London: Public anger is mounting over what has been described as Britain’s biggest ever miscarriage of justice that saw hundreds of subpostmasters wrongly convicted of theft because of a computer software glitch.
Lives were ruined by the false accusations that led to some Post Office branch managers being jailed, going bankrupt, losing their homes and their health.
Four people took their own lives and dozens of those since exonerated died without seeing their names cleared.
Now, a TV drama telling the story of the subpostmasters’ ordeal at the hands of their own employer has generated a wave of sympathy for the victims.
Critics hailed the four-part “Mr Bates vs The Post Office”, broadcast last week, for humanising the ordeal of hundreds of people prosecuted for false accounting and theft between 1999 and 2015.
Far from being criminals, the subpostmasters — pillars of their local communities — had not stolen a penny.
In fact they were the victims of flawed accounting software and the state-owned Post Office’s determination to defend it.
Following the broadcast, a petition calling for former Post Office boss Paula Vennells to be stripped of an honour she received from Queen Elizabeth II has garnered more than a million signatures.

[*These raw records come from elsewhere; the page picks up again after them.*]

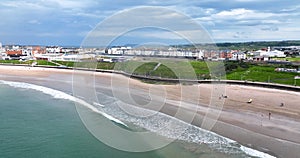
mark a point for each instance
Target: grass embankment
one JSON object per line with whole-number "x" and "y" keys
{"x": 28, "y": 62}
{"x": 187, "y": 70}
{"x": 262, "y": 73}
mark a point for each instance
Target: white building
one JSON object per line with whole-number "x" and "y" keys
{"x": 53, "y": 49}
{"x": 271, "y": 53}
{"x": 238, "y": 56}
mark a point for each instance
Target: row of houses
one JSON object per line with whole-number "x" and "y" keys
{"x": 74, "y": 54}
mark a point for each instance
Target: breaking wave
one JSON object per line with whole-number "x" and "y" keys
{"x": 109, "y": 108}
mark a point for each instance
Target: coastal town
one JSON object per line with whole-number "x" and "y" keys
{"x": 276, "y": 54}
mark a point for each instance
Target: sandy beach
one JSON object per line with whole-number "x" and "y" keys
{"x": 270, "y": 123}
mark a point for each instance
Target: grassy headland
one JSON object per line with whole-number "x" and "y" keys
{"x": 188, "y": 69}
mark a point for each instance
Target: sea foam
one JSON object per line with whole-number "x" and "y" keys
{"x": 60, "y": 95}
{"x": 177, "y": 130}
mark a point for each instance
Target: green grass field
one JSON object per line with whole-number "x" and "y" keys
{"x": 187, "y": 69}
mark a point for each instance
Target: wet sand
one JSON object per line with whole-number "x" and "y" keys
{"x": 270, "y": 123}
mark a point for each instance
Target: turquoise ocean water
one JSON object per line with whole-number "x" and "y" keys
{"x": 41, "y": 124}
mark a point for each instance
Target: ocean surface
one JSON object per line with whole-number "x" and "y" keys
{"x": 38, "y": 121}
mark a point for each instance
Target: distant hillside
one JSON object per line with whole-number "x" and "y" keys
{"x": 257, "y": 45}
{"x": 244, "y": 45}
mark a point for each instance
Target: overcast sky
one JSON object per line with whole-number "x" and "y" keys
{"x": 68, "y": 22}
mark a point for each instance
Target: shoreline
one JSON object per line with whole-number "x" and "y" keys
{"x": 174, "y": 81}
{"x": 244, "y": 119}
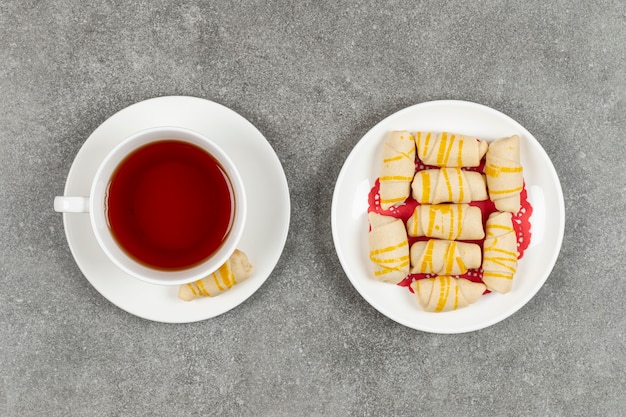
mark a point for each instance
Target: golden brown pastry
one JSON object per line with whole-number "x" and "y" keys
{"x": 235, "y": 270}
{"x": 445, "y": 293}
{"x": 444, "y": 257}
{"x": 504, "y": 173}
{"x": 499, "y": 253}
{"x": 446, "y": 221}
{"x": 397, "y": 168}
{"x": 389, "y": 248}
{"x": 447, "y": 149}
{"x": 448, "y": 185}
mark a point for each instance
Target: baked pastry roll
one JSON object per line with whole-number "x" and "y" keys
{"x": 445, "y": 293}
{"x": 499, "y": 253}
{"x": 504, "y": 173}
{"x": 447, "y": 149}
{"x": 397, "y": 168}
{"x": 389, "y": 248}
{"x": 444, "y": 257}
{"x": 448, "y": 185}
{"x": 446, "y": 221}
{"x": 235, "y": 270}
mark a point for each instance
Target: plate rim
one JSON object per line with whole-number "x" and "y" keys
{"x": 363, "y": 141}
{"x": 280, "y": 184}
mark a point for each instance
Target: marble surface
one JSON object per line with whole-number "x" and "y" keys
{"x": 313, "y": 77}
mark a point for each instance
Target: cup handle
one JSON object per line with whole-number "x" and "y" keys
{"x": 71, "y": 204}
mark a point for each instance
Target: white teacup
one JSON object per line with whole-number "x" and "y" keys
{"x": 163, "y": 236}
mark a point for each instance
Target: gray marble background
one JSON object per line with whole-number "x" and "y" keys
{"x": 313, "y": 76}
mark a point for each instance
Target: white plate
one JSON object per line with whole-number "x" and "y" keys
{"x": 350, "y": 226}
{"x": 267, "y": 192}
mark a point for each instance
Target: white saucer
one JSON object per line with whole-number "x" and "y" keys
{"x": 267, "y": 192}
{"x": 350, "y": 226}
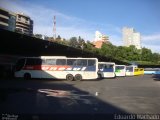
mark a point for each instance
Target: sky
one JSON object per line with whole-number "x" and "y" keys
{"x": 83, "y": 17}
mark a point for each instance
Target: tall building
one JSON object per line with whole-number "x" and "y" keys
{"x": 24, "y": 24}
{"x": 16, "y": 22}
{"x": 100, "y": 39}
{"x": 7, "y": 20}
{"x": 131, "y": 37}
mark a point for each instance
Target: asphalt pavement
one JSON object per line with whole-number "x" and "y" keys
{"x": 122, "y": 95}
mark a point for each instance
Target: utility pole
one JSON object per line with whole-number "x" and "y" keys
{"x": 54, "y": 28}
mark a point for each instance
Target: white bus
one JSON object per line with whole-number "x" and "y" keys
{"x": 120, "y": 70}
{"x": 129, "y": 70}
{"x": 106, "y": 69}
{"x": 57, "y": 67}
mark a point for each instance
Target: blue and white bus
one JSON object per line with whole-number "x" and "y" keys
{"x": 106, "y": 69}
{"x": 130, "y": 70}
{"x": 57, "y": 67}
{"x": 120, "y": 70}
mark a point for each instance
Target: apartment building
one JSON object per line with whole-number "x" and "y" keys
{"x": 24, "y": 24}
{"x": 131, "y": 37}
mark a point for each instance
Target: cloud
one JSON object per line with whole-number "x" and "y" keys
{"x": 153, "y": 37}
{"x": 68, "y": 26}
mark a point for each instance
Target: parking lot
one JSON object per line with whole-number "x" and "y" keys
{"x": 129, "y": 95}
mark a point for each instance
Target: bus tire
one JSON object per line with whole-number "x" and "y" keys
{"x": 78, "y": 77}
{"x": 27, "y": 76}
{"x": 69, "y": 77}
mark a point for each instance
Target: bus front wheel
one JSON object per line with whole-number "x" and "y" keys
{"x": 78, "y": 77}
{"x": 27, "y": 76}
{"x": 69, "y": 77}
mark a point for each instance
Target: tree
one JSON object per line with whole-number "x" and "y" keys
{"x": 73, "y": 42}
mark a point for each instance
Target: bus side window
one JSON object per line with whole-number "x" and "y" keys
{"x": 36, "y": 61}
{"x": 50, "y": 62}
{"x": 91, "y": 62}
{"x": 61, "y": 62}
{"x": 81, "y": 62}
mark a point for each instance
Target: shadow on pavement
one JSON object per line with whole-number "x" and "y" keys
{"x": 156, "y": 77}
{"x": 39, "y": 99}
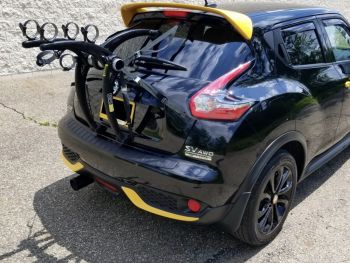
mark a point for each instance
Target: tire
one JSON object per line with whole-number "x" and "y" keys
{"x": 265, "y": 213}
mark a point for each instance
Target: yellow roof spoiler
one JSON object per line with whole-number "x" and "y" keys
{"x": 242, "y": 23}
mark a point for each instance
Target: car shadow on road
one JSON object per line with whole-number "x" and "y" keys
{"x": 96, "y": 226}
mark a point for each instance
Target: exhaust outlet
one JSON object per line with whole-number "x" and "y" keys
{"x": 80, "y": 182}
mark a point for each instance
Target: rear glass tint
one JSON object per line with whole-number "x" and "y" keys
{"x": 303, "y": 45}
{"x": 207, "y": 47}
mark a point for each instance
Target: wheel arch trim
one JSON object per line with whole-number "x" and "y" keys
{"x": 233, "y": 219}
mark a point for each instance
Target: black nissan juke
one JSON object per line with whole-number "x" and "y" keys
{"x": 210, "y": 114}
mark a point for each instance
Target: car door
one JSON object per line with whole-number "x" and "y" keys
{"x": 319, "y": 114}
{"x": 337, "y": 34}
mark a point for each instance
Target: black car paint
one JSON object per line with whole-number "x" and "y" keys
{"x": 300, "y": 105}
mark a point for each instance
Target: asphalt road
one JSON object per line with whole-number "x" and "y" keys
{"x": 43, "y": 220}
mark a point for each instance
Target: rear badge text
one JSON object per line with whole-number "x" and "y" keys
{"x": 195, "y": 152}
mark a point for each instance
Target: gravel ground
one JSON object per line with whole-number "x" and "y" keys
{"x": 43, "y": 220}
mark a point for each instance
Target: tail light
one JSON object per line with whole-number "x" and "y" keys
{"x": 213, "y": 103}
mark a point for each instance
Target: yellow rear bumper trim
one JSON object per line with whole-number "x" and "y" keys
{"x": 74, "y": 167}
{"x": 241, "y": 22}
{"x": 137, "y": 201}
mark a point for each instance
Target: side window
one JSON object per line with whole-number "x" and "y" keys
{"x": 302, "y": 44}
{"x": 339, "y": 37}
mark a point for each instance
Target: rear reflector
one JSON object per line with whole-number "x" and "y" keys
{"x": 194, "y": 205}
{"x": 106, "y": 185}
{"x": 175, "y": 13}
{"x": 211, "y": 102}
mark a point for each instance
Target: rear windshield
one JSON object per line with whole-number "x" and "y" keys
{"x": 207, "y": 46}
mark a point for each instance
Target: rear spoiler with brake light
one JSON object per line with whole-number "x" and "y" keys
{"x": 242, "y": 23}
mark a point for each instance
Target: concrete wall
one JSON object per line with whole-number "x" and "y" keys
{"x": 103, "y": 13}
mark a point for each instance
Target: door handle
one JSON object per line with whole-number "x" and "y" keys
{"x": 347, "y": 85}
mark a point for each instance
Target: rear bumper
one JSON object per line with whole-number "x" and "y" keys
{"x": 158, "y": 183}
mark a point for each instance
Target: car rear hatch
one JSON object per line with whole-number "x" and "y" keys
{"x": 207, "y": 46}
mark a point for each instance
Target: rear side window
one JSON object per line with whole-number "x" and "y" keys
{"x": 302, "y": 44}
{"x": 207, "y": 46}
{"x": 339, "y": 37}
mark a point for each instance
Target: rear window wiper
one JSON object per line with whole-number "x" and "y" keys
{"x": 156, "y": 63}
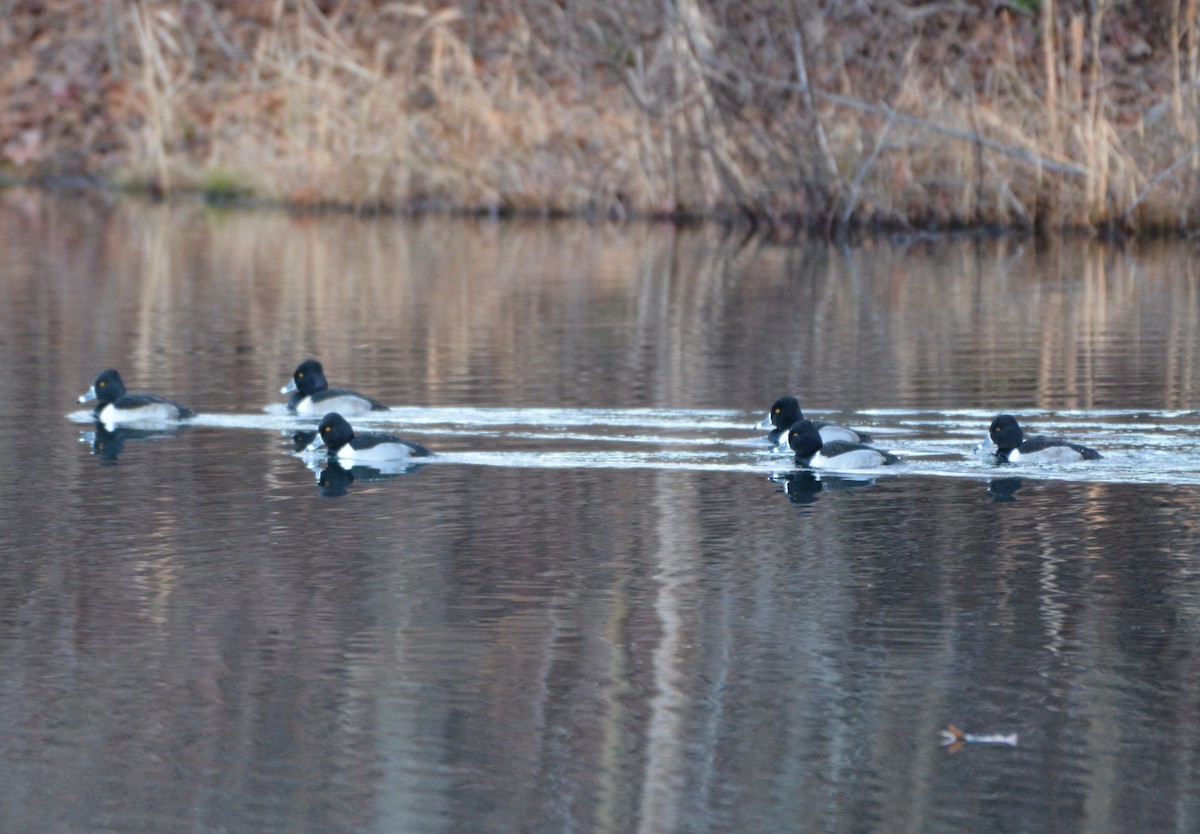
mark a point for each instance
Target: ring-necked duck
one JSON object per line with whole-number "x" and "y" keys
{"x": 811, "y": 450}
{"x": 1012, "y": 445}
{"x": 786, "y": 413}
{"x": 311, "y": 394}
{"x": 369, "y": 449}
{"x": 115, "y": 406}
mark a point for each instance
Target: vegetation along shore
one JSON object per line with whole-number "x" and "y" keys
{"x": 820, "y": 114}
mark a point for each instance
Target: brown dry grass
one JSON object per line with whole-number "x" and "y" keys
{"x": 816, "y": 113}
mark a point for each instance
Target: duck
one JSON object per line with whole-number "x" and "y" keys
{"x": 1013, "y": 447}
{"x": 335, "y": 435}
{"x": 312, "y": 395}
{"x": 804, "y": 438}
{"x": 786, "y": 413}
{"x": 115, "y": 406}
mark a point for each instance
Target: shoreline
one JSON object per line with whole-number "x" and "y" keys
{"x": 970, "y": 118}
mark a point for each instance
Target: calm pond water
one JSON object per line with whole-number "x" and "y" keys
{"x": 606, "y": 605}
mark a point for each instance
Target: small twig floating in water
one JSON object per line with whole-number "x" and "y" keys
{"x": 955, "y": 738}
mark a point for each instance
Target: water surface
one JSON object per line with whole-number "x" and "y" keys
{"x": 606, "y": 605}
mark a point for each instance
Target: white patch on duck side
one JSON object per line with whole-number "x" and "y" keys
{"x": 1062, "y": 454}
{"x": 831, "y": 433}
{"x": 150, "y": 413}
{"x": 377, "y": 454}
{"x": 343, "y": 405}
{"x": 858, "y": 459}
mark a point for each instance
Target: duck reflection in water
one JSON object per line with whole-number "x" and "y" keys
{"x": 1003, "y": 490}
{"x": 334, "y": 480}
{"x": 804, "y": 486}
{"x": 107, "y": 443}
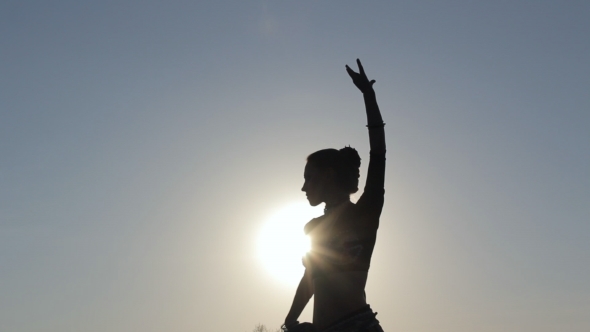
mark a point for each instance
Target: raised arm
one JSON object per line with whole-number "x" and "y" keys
{"x": 374, "y": 120}
{"x": 373, "y": 196}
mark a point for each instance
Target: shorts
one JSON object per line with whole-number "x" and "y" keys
{"x": 362, "y": 320}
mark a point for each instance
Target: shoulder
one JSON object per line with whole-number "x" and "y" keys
{"x": 312, "y": 224}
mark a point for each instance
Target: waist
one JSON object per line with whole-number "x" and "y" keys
{"x": 337, "y": 295}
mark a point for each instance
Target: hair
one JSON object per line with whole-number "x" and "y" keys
{"x": 345, "y": 163}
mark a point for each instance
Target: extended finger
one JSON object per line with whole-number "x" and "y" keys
{"x": 361, "y": 69}
{"x": 350, "y": 71}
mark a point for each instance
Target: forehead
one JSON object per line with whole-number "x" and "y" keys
{"x": 310, "y": 170}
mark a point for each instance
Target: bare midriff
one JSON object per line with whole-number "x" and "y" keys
{"x": 337, "y": 295}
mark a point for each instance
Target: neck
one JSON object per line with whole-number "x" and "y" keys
{"x": 336, "y": 201}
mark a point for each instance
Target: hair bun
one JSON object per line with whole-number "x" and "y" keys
{"x": 351, "y": 156}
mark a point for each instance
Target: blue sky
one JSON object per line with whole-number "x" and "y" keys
{"x": 144, "y": 144}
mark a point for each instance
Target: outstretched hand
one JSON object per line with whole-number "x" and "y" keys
{"x": 360, "y": 79}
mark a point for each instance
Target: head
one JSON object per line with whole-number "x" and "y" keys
{"x": 331, "y": 174}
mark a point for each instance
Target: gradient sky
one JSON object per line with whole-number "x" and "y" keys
{"x": 143, "y": 144}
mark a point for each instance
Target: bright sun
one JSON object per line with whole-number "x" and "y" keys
{"x": 282, "y": 243}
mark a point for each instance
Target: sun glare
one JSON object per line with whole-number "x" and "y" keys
{"x": 282, "y": 243}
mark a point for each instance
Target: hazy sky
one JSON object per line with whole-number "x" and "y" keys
{"x": 144, "y": 144}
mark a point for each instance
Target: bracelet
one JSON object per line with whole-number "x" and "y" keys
{"x": 376, "y": 126}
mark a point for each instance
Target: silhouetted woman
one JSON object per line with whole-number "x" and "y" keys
{"x": 343, "y": 238}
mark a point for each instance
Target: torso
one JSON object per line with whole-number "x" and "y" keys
{"x": 336, "y": 295}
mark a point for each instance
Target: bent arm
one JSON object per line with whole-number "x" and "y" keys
{"x": 302, "y": 295}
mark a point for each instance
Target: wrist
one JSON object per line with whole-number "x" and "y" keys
{"x": 368, "y": 91}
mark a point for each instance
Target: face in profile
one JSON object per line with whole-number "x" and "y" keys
{"x": 315, "y": 184}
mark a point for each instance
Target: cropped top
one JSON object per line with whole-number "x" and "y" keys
{"x": 344, "y": 237}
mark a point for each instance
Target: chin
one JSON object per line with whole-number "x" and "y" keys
{"x": 313, "y": 203}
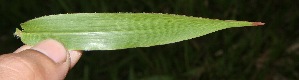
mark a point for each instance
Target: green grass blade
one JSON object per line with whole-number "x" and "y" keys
{"x": 110, "y": 31}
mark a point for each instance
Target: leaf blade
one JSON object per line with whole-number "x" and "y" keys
{"x": 110, "y": 31}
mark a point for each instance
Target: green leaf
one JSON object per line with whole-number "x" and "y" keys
{"x": 110, "y": 31}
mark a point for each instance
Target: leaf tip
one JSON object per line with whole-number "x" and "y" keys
{"x": 257, "y": 23}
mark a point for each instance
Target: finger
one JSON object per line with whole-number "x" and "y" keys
{"x": 22, "y": 48}
{"x": 44, "y": 61}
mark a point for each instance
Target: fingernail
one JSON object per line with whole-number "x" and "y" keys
{"x": 52, "y": 49}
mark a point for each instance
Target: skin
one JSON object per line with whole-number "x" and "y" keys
{"x": 48, "y": 60}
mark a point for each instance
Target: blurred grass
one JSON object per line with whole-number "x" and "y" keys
{"x": 269, "y": 52}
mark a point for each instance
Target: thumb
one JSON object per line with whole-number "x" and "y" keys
{"x": 48, "y": 60}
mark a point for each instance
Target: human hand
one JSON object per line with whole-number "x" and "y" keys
{"x": 48, "y": 60}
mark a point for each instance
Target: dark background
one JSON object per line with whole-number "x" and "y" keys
{"x": 269, "y": 52}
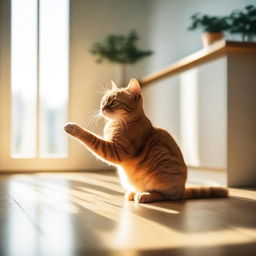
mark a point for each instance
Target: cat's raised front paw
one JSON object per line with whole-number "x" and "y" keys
{"x": 71, "y": 128}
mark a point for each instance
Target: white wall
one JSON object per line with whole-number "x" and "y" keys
{"x": 169, "y": 20}
{"x": 162, "y": 26}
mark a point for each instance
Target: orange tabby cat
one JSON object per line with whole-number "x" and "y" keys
{"x": 150, "y": 164}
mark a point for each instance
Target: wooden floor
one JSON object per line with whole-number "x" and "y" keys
{"x": 85, "y": 214}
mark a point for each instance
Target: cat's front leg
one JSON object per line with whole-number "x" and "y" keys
{"x": 147, "y": 197}
{"x": 106, "y": 150}
{"x": 129, "y": 195}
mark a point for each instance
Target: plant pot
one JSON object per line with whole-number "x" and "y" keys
{"x": 210, "y": 38}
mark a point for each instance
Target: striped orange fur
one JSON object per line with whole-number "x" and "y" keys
{"x": 149, "y": 162}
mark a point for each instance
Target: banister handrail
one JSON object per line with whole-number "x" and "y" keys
{"x": 218, "y": 49}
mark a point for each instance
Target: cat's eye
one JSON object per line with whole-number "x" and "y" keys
{"x": 114, "y": 103}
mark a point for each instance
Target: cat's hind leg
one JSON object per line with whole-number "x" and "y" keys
{"x": 147, "y": 197}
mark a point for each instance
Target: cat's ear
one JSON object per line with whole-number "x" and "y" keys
{"x": 134, "y": 87}
{"x": 114, "y": 86}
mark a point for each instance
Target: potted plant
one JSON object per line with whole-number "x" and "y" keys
{"x": 243, "y": 22}
{"x": 120, "y": 49}
{"x": 212, "y": 27}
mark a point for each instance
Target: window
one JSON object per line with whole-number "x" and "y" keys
{"x": 39, "y": 77}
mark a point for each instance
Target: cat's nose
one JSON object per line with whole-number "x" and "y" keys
{"x": 104, "y": 107}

Prime Minister Rishi Sunak described the scandal as an “appalling miscarriage of justice” that should “never have happened”.
The drama stars award-winning actor Toby Jones as Alan Bates, who leads a long David and Goliath battle to prove the postmasters’ innocence.
It documents the fear and desperation of the branch managers as they struggled with the new “Horizon” software supplied by Japanese tech giant Fujitsu.
In one scene, subpostmaster Jo Hamilton is depicted calling a helpline only to see the supposed shortfall in her accounts double on the screen as she speaks.
Hamilton was accused of stealing £36,000 ($45,000) but pleaded guilty to false accounting for fear of being sent to jail.
More than 700 subpostmasters ended up with criminal convictions as a result of the scandal, with 236 serving jail time.
Jess Kaur, whose story was featured in the TV programme, broke down as she recounted the shame of being dragged before a judge for a crime she had not committed.
“It drove me so mad that I tried to commit suicide,” she told Good Morning Britain, adding that after she was accused customers would spit on the floor of her shop in disgust.
Kevan Jones, an MP who sits on a board set up to award compensation to victims, said the programme had successfully communicated the depths of the subpostmasters’ suffering.
“The drama was very good not only at exposing the lies and deceit that took place, it showed the complete heartache and broken lives,” he said.
He warned, however, that it would be difficult to get more convictions overturned because “most of these people will not come forward… They will not go anywhere near a court of law because of the trauma”.
To date only 93 convictions have been formally overturned.
In 2017, Bates and five others took the Post Office to court on behalf of 555 subpostmasters.
Two years later the High Court ruled that it had been computer errors, not criminality, that had been behind the missing money.
Judge Peter Fraser condemned the Post Office for “institutional obstinacy” over its refusal to properly investigate the real source of the problem.
A public inquiry into the scandal opened in February 2022 but has yet to examine who at the top of the Post Office knew what and when.
Victims hope it will establish who was responsible for Post Office lawyers hounding innocent people through the courts even after credible doubts had been raised about Horizon.
Nick Wallis, a journalist and author of “The Great Post Office Scandal”, said the way Post Office investigators had gone about prosecuting people had been an “absolute racket” and its board had gone “out of its way to cover it up”.
“We are seeing the people who are still able to function and still able to tell their stories,” he said.
Many others, he said, had been so traumatised by the “hell they went through” they had completely withdrawn from their communities.
James Arbuthnot, an MP at the time of the scandal who campaigned on behalf of victims, said the number of people formally cleared was “pathetically small” and called for parliament to step in.
“We’ve seen the way that investigators behaved… contrary to the rule of law,” he said.
“These convictions have got to be set aside.”